On December 5, Sir Terry Morgan stepped down as chairman of both Crossrail and High Speed 2 (HS2) a few days after he told the BBC that he expected to be fired because of the delays to Crossrail. Morgan had been chairman of Crossrail since June 2009, the year in which construction started.

The total cost of the project has so far risen by 19% from the £14.8bn agreed in 2010 to £17.6bn, and Crossrail is unable to provide a new opening date.

On April 3 the British parliament’s Public Accounts Committee (PAC) published a damning report on Crossrail. “We are not satisfied by the DfT’s vague response to our questioning on how it protected taxpayers’ money when overseeing delivery of the programme,” the PAC report says. “We are not convinced that new services will start to run in 2020 as now hoped, nor that the additional £2.8bn of funding provided will be enough.”

“It is clear that the delivery deadline of December 2018 had been unrealistic for some time,” says the PAC chair, Mrs Meg Hillier. “But the DfT, TfL and Crossrail Ltd continued to put a positive face on the programme long after mounting evidence should have prompted changes. Wishful thinking is no basis for spending public money and there remain serious risks to delivering this programme, with a revised schedule and costings for completing the work still to be agreed.”

“It is unacceptable that parliament and the public still do not know the root causes of the failures that beset this project. Nor will we accept the DfT and Crossrail Ltd’s description of these serious problems as systems failures.”

The PAC lists six key findings and actions it wants the DfT to take regarding Crossrail:

Finding 1: the DfT, TfL and Crossrail’s fixation on a delivery deadline of December 2018 led to warning signs that the programme was in trouble being missed or ignored.

Action: explain within six months the steps the DfT is taking to encourage a culture of openness and transparency and how it will ensure that project teams reconsider completion dates for major programmes at key points through the programme.

Finding 2: it is unacceptable that the DfT and Crossrail are unable to identify the root causes of the programme unravelling so quickly and so disastrously.

Action: consider the root causes of cost increases and delays and set out by June 2019 lessons learned and their impact on the DfT’s approach to the project.

Finding 3: the unacceptably laissez-faire attitude by the DfT and Crossrail to costs potentially rising by nearly £3bn.

Action: the DfT should set out how it considered the value for money for taxpayers when it agreed to increased funding in 2018.

Finding 4: the programme is at risk from further cost increases and delays.

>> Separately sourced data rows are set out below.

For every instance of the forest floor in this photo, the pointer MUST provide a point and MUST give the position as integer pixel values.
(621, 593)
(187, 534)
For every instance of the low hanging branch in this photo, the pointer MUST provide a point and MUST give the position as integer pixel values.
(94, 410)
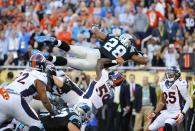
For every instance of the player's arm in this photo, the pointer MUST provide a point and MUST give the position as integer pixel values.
(159, 107)
(98, 34)
(141, 59)
(41, 90)
(186, 95)
(72, 127)
(100, 66)
(58, 81)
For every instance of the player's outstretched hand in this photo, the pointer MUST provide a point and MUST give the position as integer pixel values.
(120, 60)
(42, 39)
(151, 115)
(179, 118)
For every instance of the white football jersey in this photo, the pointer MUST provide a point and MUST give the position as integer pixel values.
(101, 91)
(70, 96)
(24, 84)
(174, 94)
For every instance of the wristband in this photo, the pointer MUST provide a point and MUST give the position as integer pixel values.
(114, 61)
(183, 113)
(154, 112)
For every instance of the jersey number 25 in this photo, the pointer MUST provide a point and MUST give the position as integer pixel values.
(169, 97)
(117, 50)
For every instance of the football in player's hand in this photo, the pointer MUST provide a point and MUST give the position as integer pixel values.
(120, 60)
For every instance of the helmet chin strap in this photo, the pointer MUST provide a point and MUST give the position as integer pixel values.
(171, 79)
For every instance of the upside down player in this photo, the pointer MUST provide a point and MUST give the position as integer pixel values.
(174, 90)
(69, 119)
(117, 49)
(100, 89)
(15, 98)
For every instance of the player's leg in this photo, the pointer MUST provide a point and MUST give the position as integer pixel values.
(158, 122)
(4, 110)
(25, 114)
(2, 119)
(81, 64)
(37, 106)
(138, 121)
(147, 110)
(169, 123)
(89, 61)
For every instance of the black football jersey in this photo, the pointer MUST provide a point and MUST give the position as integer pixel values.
(113, 48)
(60, 121)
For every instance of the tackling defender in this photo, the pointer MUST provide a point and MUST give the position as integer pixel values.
(174, 90)
(99, 90)
(15, 98)
(117, 49)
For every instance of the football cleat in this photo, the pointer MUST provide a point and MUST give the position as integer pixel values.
(42, 39)
(35, 51)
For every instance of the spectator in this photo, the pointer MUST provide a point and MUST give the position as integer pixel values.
(156, 85)
(157, 61)
(170, 56)
(10, 77)
(13, 45)
(151, 46)
(153, 18)
(140, 24)
(24, 41)
(133, 89)
(127, 18)
(82, 41)
(145, 101)
(171, 27)
(65, 35)
(94, 43)
(3, 47)
(119, 9)
(190, 114)
(160, 6)
(160, 32)
(190, 22)
(82, 81)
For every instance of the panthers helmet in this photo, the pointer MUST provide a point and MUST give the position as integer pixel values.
(172, 73)
(84, 109)
(116, 77)
(126, 39)
(50, 69)
(38, 62)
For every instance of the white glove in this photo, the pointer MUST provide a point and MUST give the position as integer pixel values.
(94, 27)
(179, 118)
(151, 115)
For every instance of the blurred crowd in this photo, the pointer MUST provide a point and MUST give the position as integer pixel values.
(164, 29)
(132, 102)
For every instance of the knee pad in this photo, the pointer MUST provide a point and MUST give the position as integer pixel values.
(168, 127)
(34, 128)
(152, 128)
(8, 129)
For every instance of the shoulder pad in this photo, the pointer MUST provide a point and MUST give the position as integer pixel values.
(75, 119)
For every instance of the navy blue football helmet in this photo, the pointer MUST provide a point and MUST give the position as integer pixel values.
(172, 73)
(116, 77)
(38, 62)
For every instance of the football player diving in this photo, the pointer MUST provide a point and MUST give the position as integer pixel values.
(117, 49)
(15, 97)
(174, 91)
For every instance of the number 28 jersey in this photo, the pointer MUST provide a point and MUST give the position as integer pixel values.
(174, 94)
(24, 84)
(101, 91)
(113, 48)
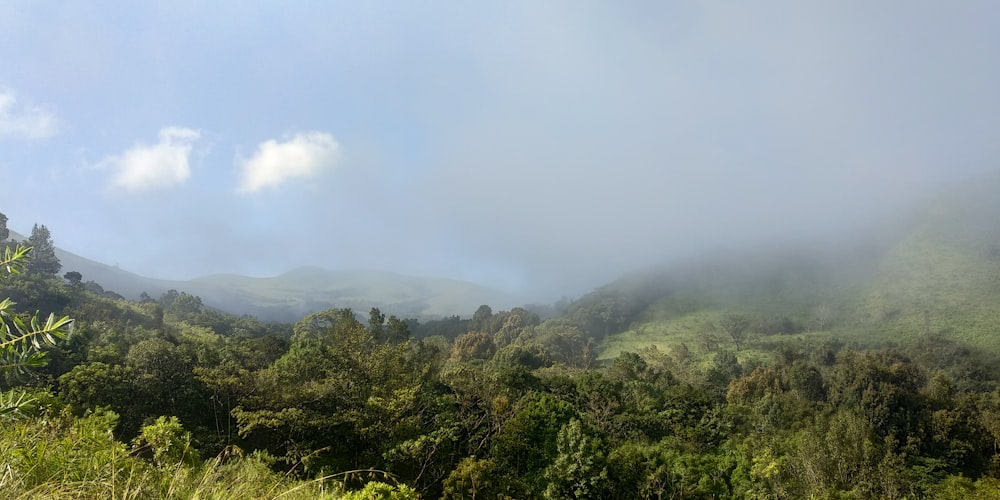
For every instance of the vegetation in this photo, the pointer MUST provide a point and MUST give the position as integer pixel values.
(792, 377)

Action: after reaching agreement with Crossrail, the DfT must outline how it has assured itself that the revised schedule and cost to completion are robust; the DfT should also detail how the £2.8bn of extra funding will be allocated.

Finding 5: weak governance by the DfT and Crossrail characterised by a catalogue of failures to adequately oversee performance.

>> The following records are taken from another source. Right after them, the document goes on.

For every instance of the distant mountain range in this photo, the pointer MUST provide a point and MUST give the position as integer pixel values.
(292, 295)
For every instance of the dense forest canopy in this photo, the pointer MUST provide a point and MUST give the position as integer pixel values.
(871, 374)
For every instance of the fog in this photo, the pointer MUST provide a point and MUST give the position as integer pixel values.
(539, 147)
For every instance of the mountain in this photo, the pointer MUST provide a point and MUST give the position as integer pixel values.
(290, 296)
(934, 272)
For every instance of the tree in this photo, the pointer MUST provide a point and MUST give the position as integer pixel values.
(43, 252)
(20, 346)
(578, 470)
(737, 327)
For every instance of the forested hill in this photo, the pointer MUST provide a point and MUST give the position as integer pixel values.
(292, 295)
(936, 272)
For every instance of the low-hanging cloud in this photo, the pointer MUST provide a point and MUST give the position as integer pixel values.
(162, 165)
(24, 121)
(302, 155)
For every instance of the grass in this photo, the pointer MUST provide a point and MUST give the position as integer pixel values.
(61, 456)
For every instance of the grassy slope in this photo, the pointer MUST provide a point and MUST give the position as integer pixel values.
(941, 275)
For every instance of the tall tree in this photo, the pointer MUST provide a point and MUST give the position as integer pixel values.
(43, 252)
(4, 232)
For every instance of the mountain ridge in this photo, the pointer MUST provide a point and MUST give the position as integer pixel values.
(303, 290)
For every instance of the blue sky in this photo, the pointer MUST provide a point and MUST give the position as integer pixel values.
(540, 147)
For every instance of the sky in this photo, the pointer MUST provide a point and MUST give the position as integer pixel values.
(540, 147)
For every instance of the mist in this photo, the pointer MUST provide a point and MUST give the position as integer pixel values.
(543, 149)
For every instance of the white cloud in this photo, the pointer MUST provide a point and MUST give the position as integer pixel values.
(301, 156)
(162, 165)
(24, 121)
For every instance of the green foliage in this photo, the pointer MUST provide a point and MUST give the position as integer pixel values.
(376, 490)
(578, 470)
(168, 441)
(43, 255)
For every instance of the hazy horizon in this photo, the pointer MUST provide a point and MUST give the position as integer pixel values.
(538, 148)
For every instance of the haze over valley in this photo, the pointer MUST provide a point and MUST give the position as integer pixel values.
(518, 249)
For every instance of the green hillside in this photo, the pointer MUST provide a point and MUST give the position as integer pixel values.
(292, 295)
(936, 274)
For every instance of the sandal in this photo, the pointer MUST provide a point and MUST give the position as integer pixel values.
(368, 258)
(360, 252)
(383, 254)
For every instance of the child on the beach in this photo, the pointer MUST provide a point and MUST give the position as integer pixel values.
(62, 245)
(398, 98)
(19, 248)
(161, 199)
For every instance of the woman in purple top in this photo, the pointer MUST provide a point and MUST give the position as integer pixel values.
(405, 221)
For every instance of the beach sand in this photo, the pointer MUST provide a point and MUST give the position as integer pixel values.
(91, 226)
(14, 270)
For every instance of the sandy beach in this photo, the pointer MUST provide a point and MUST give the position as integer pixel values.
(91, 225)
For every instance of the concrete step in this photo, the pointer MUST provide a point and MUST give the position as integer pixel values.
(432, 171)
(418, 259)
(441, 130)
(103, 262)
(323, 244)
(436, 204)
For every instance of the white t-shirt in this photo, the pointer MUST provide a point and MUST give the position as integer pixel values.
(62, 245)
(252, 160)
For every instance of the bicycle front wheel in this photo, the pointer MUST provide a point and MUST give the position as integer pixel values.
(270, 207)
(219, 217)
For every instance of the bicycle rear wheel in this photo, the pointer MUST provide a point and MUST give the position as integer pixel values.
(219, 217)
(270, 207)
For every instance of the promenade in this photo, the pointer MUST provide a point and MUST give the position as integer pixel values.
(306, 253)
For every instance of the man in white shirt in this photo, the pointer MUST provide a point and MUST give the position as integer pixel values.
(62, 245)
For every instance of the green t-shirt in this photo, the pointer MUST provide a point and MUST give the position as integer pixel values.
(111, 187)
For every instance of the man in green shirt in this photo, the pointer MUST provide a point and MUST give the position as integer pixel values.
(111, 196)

Action: the DfT must explain by July 2019 how it has changed its contractual relationship with Crossrail so that it can properly exercise oversight and hold Crossrail to account for its performance managing the programme to completion.

Finding 6: the DfT and Crossrail have been unwilling to accept their responsibilities for the significant delays and cost overruns.

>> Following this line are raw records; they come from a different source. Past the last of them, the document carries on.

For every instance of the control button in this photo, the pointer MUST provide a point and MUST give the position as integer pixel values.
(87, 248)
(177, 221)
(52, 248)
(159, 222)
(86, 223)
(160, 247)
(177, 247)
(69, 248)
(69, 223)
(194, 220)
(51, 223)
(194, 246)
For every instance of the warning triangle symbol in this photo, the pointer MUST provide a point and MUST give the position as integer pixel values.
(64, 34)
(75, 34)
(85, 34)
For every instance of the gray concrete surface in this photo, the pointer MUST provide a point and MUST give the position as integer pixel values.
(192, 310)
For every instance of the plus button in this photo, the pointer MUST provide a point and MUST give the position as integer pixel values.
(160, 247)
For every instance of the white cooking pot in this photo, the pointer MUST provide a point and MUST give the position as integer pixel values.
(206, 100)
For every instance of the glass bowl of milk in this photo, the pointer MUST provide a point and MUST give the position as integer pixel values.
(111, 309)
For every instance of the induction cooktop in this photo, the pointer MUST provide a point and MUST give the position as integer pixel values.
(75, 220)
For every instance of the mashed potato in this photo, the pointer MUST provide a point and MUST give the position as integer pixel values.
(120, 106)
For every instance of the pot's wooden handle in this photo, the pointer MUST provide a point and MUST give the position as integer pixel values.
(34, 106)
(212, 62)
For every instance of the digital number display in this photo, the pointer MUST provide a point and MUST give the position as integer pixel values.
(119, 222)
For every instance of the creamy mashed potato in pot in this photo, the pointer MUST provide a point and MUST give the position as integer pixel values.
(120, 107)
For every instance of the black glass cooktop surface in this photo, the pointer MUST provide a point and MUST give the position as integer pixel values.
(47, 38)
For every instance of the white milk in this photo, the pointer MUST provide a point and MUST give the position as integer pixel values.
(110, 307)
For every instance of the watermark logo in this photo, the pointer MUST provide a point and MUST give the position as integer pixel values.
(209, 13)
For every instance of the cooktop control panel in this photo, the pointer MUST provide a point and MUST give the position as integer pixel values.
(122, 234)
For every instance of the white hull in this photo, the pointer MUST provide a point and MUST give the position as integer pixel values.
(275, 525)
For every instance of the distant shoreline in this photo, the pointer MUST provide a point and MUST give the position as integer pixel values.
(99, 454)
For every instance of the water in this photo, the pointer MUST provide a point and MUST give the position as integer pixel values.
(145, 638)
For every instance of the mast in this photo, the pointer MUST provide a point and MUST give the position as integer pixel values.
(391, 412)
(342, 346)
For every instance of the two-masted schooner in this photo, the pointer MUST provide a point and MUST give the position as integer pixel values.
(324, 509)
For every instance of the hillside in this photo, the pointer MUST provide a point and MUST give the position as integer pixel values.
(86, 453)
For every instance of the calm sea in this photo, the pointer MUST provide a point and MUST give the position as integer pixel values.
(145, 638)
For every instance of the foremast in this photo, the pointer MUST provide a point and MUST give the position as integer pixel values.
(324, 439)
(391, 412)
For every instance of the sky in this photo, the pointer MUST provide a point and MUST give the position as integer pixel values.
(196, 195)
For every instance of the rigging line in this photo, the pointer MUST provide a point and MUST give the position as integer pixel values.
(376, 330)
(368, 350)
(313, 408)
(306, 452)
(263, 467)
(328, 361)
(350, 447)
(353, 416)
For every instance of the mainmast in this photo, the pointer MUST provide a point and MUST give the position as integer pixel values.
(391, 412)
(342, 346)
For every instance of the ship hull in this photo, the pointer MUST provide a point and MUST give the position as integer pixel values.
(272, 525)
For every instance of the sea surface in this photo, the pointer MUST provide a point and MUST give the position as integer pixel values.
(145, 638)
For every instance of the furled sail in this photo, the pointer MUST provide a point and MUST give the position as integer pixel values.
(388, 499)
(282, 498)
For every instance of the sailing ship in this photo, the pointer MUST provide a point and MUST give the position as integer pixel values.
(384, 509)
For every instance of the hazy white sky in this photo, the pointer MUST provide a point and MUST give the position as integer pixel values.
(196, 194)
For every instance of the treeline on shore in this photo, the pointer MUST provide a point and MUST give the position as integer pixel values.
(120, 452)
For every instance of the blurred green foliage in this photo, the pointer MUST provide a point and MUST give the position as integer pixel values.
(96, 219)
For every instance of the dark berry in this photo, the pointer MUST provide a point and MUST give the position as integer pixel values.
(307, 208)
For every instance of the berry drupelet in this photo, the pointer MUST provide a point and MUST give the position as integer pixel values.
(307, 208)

Action: the DfT should clearly articulate by the end of April 2019 what it, TfL and Crossrail are responsible and accountable for and what the consequences have been for those senior officials in positions of accountability and responsibility for failures on the programme.

It should have been apparent to Crossrail management well before August 2018 that the project was running late and that more money was needed for completion. Either managers were woefully out of touch with reality or were hoping against hope that everything would come good by the December 2018 deadline. In the meantime, limited train testing is continuing on the central section, but most of the fleet is in store and likely to remain so until 2021.